Local market conditions are often reflected in both its advertising and call handling. The launch of Amex’s Optima card, for example, has been coordinated internationally out of OgilvyOne New York, but is tailored to local markets. The campaign has been led by the corporate TV ad, adapted for each country.

Local press advertisements for the United Kingdom have been designed by OgilvyOne London. These ranged from glossy color ads to run in consumer magazines to black-and-white versions imitating recruitment ads.

Certainly the brand values of Richard Branson’s Virgin Direct financial services operation are on the one hand distinctly British (quirky, anti-authoritarian) and also very un-British (informal and chatty).

Given the Diamond Award for best U.K. teleservices operation, ensuring these brand values are part of the experience of making a call has been critical to the company’s marketing strategy.

“We have basic building blocks that are fundamental to Virgin in terms of the way we communicate with customers.

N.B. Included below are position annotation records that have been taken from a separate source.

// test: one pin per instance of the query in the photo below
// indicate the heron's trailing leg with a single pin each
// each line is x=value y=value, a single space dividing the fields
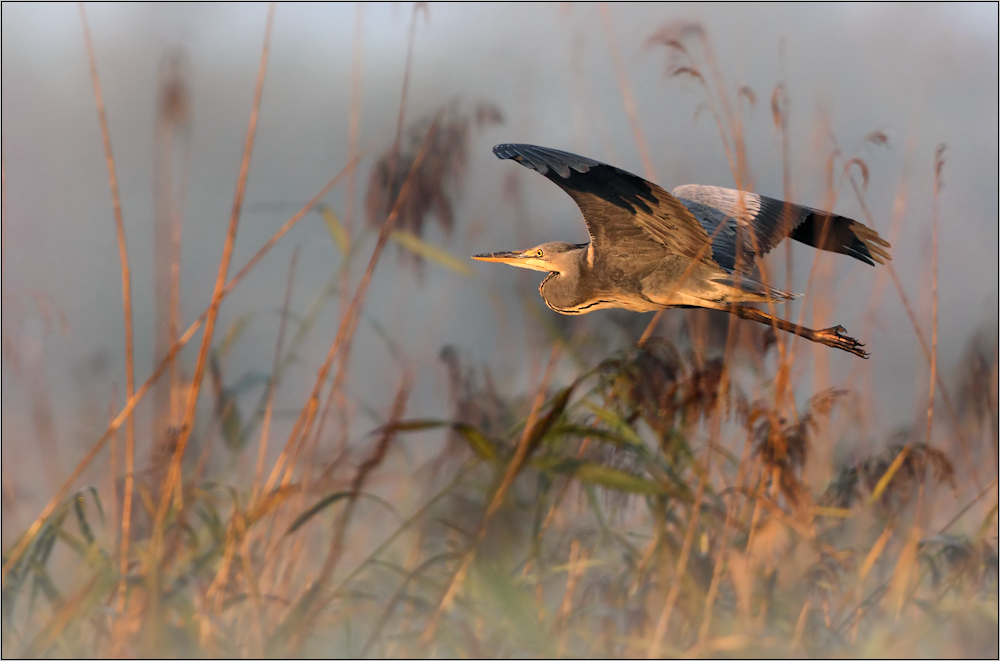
x=832 y=337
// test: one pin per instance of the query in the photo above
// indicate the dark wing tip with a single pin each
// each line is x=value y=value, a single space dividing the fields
x=543 y=159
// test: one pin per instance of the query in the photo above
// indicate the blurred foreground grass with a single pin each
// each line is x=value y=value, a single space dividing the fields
x=658 y=503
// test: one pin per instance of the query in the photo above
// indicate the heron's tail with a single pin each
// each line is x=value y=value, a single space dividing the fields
x=750 y=290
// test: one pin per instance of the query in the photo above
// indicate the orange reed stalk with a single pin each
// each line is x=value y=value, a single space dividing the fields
x=127 y=308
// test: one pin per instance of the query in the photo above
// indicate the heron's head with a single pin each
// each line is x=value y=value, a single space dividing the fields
x=554 y=257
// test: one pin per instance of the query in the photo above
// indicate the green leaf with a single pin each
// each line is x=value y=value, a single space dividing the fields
x=477 y=441
x=429 y=251
x=600 y=475
x=323 y=503
x=337 y=230
x=543 y=425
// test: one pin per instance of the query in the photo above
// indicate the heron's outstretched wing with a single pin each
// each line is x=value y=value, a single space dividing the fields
x=626 y=215
x=771 y=221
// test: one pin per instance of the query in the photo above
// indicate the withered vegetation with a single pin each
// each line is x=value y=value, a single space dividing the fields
x=694 y=496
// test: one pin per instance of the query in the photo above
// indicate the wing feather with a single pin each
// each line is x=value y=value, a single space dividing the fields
x=627 y=216
x=754 y=224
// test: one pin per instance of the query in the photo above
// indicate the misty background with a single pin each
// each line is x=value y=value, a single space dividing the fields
x=923 y=74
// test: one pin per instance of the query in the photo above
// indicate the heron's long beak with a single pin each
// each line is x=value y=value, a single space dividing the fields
x=524 y=259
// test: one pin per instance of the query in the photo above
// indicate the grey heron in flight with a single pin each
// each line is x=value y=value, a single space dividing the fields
x=651 y=250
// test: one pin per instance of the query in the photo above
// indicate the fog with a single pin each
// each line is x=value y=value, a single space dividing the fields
x=923 y=74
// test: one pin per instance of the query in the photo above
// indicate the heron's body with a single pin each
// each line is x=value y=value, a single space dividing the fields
x=651 y=250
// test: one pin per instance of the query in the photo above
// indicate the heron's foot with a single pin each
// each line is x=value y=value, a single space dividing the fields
x=837 y=338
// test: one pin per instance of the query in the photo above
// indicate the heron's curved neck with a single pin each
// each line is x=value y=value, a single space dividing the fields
x=566 y=291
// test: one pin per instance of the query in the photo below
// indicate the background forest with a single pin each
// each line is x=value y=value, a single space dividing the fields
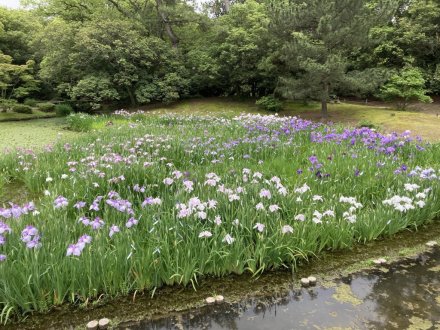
x=106 y=53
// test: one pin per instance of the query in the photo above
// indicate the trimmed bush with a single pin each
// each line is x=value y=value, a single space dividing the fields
x=63 y=110
x=46 y=107
x=22 y=108
x=30 y=102
x=6 y=104
x=270 y=103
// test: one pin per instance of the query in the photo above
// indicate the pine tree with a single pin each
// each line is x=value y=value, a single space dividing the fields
x=319 y=37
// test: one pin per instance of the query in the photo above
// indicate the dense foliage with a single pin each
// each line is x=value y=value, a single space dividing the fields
x=106 y=52
x=166 y=199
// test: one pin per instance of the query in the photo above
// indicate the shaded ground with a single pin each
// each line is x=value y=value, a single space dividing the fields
x=7 y=116
x=423 y=120
x=33 y=133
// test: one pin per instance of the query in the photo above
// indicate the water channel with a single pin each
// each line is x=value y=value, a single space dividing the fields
x=403 y=296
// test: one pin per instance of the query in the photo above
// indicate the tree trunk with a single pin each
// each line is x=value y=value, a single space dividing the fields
x=227 y=5
x=132 y=98
x=324 y=100
x=168 y=28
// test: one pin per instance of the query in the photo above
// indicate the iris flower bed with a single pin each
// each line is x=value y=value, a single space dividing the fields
x=168 y=199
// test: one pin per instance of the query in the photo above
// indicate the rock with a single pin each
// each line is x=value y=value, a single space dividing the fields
x=305 y=282
x=103 y=323
x=210 y=300
x=92 y=325
x=382 y=261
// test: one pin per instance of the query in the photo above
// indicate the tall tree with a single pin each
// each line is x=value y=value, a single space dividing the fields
x=319 y=36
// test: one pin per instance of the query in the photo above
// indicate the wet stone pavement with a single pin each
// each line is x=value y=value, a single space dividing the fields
x=401 y=296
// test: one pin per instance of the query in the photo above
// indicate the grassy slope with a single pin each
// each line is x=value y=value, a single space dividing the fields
x=12 y=116
x=424 y=123
x=34 y=133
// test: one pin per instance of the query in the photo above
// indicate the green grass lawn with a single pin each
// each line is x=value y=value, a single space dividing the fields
x=33 y=133
x=36 y=133
x=12 y=116
x=423 y=123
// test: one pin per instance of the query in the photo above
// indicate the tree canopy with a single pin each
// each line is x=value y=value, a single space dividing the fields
x=134 y=52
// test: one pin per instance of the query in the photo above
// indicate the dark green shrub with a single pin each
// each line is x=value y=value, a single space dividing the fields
x=367 y=123
x=270 y=103
x=46 y=107
x=6 y=104
x=22 y=108
x=63 y=110
x=30 y=102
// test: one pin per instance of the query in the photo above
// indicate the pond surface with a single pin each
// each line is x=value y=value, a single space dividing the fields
x=401 y=296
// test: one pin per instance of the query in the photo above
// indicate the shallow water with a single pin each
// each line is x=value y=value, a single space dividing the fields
x=402 y=296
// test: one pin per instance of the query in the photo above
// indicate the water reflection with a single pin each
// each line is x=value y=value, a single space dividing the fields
x=406 y=296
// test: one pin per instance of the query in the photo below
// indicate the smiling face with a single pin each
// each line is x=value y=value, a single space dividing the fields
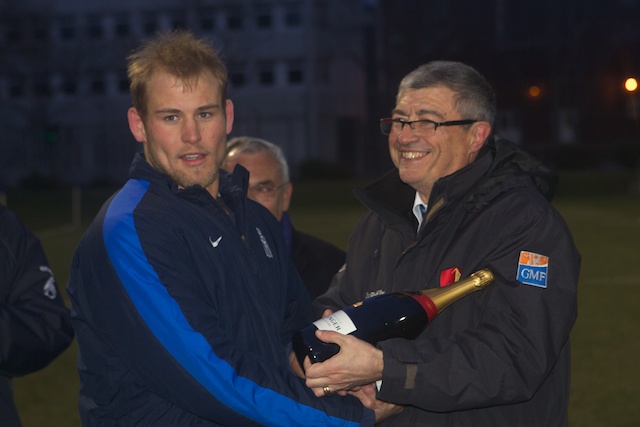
x=185 y=130
x=422 y=160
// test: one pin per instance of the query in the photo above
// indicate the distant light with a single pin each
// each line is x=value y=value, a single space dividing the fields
x=631 y=84
x=534 y=91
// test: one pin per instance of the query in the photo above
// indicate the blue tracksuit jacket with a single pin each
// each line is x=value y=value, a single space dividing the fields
x=183 y=312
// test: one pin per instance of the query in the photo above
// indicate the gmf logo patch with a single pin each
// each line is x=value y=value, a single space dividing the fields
x=533 y=269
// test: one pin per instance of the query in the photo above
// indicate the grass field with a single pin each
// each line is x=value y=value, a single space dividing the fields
x=605 y=221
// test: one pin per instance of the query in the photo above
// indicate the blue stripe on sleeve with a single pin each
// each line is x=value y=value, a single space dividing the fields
x=163 y=316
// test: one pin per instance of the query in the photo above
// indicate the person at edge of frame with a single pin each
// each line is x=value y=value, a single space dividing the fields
x=35 y=327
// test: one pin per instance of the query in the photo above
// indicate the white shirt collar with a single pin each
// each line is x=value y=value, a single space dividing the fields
x=417 y=210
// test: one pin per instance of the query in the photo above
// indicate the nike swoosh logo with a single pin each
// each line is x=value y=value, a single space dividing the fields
x=216 y=242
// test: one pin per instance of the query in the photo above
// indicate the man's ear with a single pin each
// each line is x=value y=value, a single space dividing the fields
x=136 y=125
x=287 y=191
x=479 y=133
x=229 y=115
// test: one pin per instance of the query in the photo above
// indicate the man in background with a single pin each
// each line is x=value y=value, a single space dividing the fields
x=317 y=261
x=34 y=322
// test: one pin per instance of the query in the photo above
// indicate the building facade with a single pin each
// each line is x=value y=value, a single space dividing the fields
x=296 y=75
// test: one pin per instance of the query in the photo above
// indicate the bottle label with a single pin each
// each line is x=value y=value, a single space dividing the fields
x=338 y=321
x=427 y=305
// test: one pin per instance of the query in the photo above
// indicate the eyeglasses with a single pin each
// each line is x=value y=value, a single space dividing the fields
x=424 y=127
x=264 y=192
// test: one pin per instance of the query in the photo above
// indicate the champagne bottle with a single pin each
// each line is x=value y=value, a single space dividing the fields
x=395 y=315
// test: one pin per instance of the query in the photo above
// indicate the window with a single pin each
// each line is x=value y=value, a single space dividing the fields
x=122 y=26
x=322 y=71
x=149 y=23
x=237 y=75
x=178 y=19
x=293 y=15
x=69 y=85
x=94 y=27
x=264 y=17
x=67 y=26
x=207 y=18
x=14 y=35
x=42 y=87
x=266 y=73
x=123 y=82
x=97 y=85
x=295 y=73
x=17 y=86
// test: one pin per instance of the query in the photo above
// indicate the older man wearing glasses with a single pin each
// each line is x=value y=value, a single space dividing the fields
x=499 y=357
x=317 y=261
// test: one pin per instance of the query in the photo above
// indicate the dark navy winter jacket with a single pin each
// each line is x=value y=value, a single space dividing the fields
x=183 y=309
x=34 y=322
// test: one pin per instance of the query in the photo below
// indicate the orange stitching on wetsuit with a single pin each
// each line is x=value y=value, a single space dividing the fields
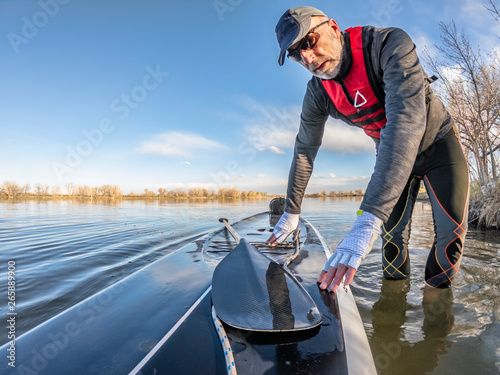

That ranges from the number of phone rings to how helpful we need to be,” says marketing manager Gordon Maw. For a company selling complicated products like pensions and investments, the first 10 seconds of a call will be vital, since prospects will be calling a short list of candidate companies.

Getting it right has meant thinking carefully about every aspect of teleservice, from recruitment to training. Virgin Direct aims for a mix of call center employees who range from college graduates to mothers returning to work.

The intensive training program puts as much emphasis on Virgin’s values as on compliance with financial regulations. Maw notes that a consequence of continual evaluation is that “we are becoming more conversational in our calls. A lot of companies use tight scripting, but that sounds very false.”

Significantly, operators do not work under strict call duration limits-if a caller needs 10 minutes to resolve a query, the operator won’t push to wrap up the call quickly. That’s a long way from the generic telemarketing rules derived from the United States.

With global service providers able to push effective telemarketing practices from one country to another-including back across the Atlantic-real changes are taking place.

Scott-Moncrieff summarizes it this way: “Telemarketing is the old-fashioned way-teleservices is where it’s going.”